Nigeria: BUA Cement has announced plans to raise its total installed capacity to 20Mt/yr following the signing of an agreement with China-based CBMI Construction for the construction of a new 3Mt/yr cement production line in Sokoto State. The US$240m project will also include the construction of a power plant ‘and other key facilities,’ according to The Premium Times Nigeria. The agreement was signed in Dubai, UAE, by the chairs of both companies: Abdul Samad Rabiu of BUA Cement and Zhang Sicai of CBMI Construction. Rabiu said the expansion will ‘strengthen’ the company’s production base and intensify competition in the West African cement market.

He added that the new Sokoto line will be powered by BUA’s Kogi liquefied natural gas (LNG) plant in Ajaokuta, which broke ground in early 2025 and is scheduled for completion later in 2026. By using LNG, the company aims to cut operating costs while reducing reliance on more expensive and higher-emission traditional fuels. According to Rabiu, the plant is strategically located to serve northwestern Nigeria and neighbouring landlocked regional markets, such as Niger and Benin. He added that the project is expected to be completed within about 20 months.

Philippines: Cement manufacturers are ‘hopeful’ of a recovery in cement demand in 2026, with growth expected to be supported by government infrastructure projects, according to The Philippine Star. Cement Manufacturers Association of the Philippines (CeMAP) president John Reinier Dizon said the group expects demand to improve, although signs of a rebound have not yet materialised.

Dizon said that cement demand fell by around 3% in the fourth quarter of 2025. He said that allegations of corruption prompted the government to suspend some infrastructure works and implement stricter project validation in the third quarter of 2025. CeMAP reportedly expects cement demand to grow in line with the country’s GDP growth, and that the government is targeting economic growth of 5-6% in 2026, after average growth of about 5% from January to September 2025, below its earlier target of 5.5-6.5%.

India: UltraTech Cement has placed an order for seven vertical roller mills from Gebr.
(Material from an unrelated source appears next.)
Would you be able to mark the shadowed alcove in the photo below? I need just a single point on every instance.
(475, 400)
Pfeiffer as part of its ongoing capacity expansion programme across its plants. The order comprises one MVR 5600 R-6 mill for raw material grinding, two MPS 3750 BK mills for petcoke and coal grinding, and four MVR 6000 C-6 mills for cement grinding. According to the supplier, the MVR mills will be equipped with condition monitoring systems designed to support preventative, digitally controlled maintenance.

The project is being executed through close cooperation between Gebr. Pfeiffer (India) and Gebr. Pfeiffer SE in Germany. Engineering and project support are being led by the company’s team in Noida.
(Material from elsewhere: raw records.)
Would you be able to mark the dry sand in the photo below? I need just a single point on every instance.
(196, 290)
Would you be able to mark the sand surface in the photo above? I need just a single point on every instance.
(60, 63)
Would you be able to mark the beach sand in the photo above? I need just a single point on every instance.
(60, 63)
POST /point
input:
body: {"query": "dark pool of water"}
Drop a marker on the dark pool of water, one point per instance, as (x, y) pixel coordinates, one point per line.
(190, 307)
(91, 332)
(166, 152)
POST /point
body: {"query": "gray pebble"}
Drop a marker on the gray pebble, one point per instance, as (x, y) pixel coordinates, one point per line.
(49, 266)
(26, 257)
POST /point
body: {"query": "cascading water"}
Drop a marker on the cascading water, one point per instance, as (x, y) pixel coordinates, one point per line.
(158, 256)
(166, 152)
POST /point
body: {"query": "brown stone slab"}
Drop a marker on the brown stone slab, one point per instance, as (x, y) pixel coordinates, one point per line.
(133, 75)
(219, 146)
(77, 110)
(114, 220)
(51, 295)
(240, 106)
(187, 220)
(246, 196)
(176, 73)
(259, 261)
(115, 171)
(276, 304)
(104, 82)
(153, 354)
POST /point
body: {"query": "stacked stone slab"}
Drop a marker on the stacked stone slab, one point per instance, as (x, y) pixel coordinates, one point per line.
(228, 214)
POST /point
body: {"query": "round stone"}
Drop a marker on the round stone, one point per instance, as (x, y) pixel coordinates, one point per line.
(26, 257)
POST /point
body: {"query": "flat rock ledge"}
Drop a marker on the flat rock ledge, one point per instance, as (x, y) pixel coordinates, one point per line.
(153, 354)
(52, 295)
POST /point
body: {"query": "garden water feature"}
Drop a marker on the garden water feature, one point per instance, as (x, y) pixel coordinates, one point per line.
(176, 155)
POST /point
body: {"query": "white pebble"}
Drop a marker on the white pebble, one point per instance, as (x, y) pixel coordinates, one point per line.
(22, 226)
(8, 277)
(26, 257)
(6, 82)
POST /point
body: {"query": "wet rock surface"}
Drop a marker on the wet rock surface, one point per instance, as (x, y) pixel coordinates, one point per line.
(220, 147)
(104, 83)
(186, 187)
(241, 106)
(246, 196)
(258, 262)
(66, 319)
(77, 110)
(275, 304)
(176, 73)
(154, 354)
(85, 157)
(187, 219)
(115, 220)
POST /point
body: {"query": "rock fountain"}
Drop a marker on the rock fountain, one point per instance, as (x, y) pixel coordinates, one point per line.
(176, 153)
Canada: Quebec’s Ministry of the Environment has reportedly imposed fines totalling US$105,000 on Saint Marys Cement for air and water pollution breaches at its cement plant in Port-Daniel on the Gaspé Peninsula, according to newspaper Le Soleil. The violations relate to incidents recorded in 2020 and 2021. According to the ministry, checks carried out in February 2022 using company-supplied data found repeated breaches of permitted limits with respect to air and water pollution. Effluent from the plant’s sedimentation basin reportedly surpassed the authorised threshold of 30mg per litre of suspended matter on four occasions across the two years. In total, six instances were identified where monitored substances exceeded standards set out in the plant’s ministerial operating authorisation. Saint Marys Cement received a notice of non-compliance in March 2022. The notice required the company to take immediate corrective action to meet regulatory standards.
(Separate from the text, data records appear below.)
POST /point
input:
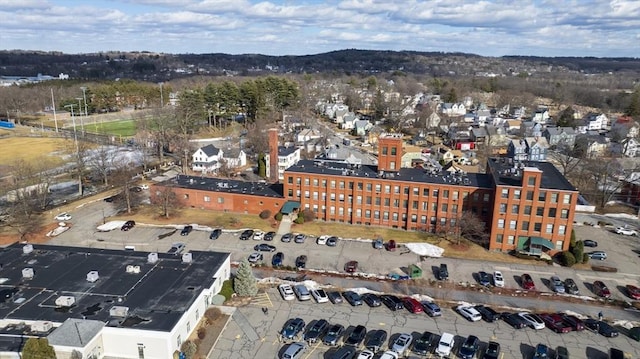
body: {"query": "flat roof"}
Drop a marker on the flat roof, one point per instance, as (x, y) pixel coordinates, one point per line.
(226, 186)
(157, 296)
(417, 175)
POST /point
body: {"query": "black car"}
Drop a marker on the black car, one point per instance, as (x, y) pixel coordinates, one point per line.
(603, 328)
(127, 225)
(263, 247)
(492, 351)
(316, 331)
(246, 235)
(514, 320)
(424, 344)
(371, 299)
(488, 314)
(352, 297)
(356, 337)
(376, 340)
(215, 234)
(469, 347)
(334, 297)
(186, 230)
(392, 302)
(571, 287)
Similar shortcomings were also recorded in water-related data for the same period. In response to ongoing dust emission concerns, the ministry also issued a formal order in September 2022. Ghizlaine Behdaoui, spokesperson for the Ministry of the Environment, said "In order to ensure a rapid intervention in the face of the ongoing problem of dust emissions, in addition to criminal proceedings, the Ministry issued an order on 15 September 2022. We can confirm that since the issuance of the Minister's order until today [20 January 2026], according to the checks and inspections carried out, the company is complying with the requirements of the order."

Company spokesperson Justin Meloche said that the fines have been paid, and that the company has since invested more than US$65m to improve plant operations, including upgrades to inspection and maintenance practices and the implementation of corrective measures.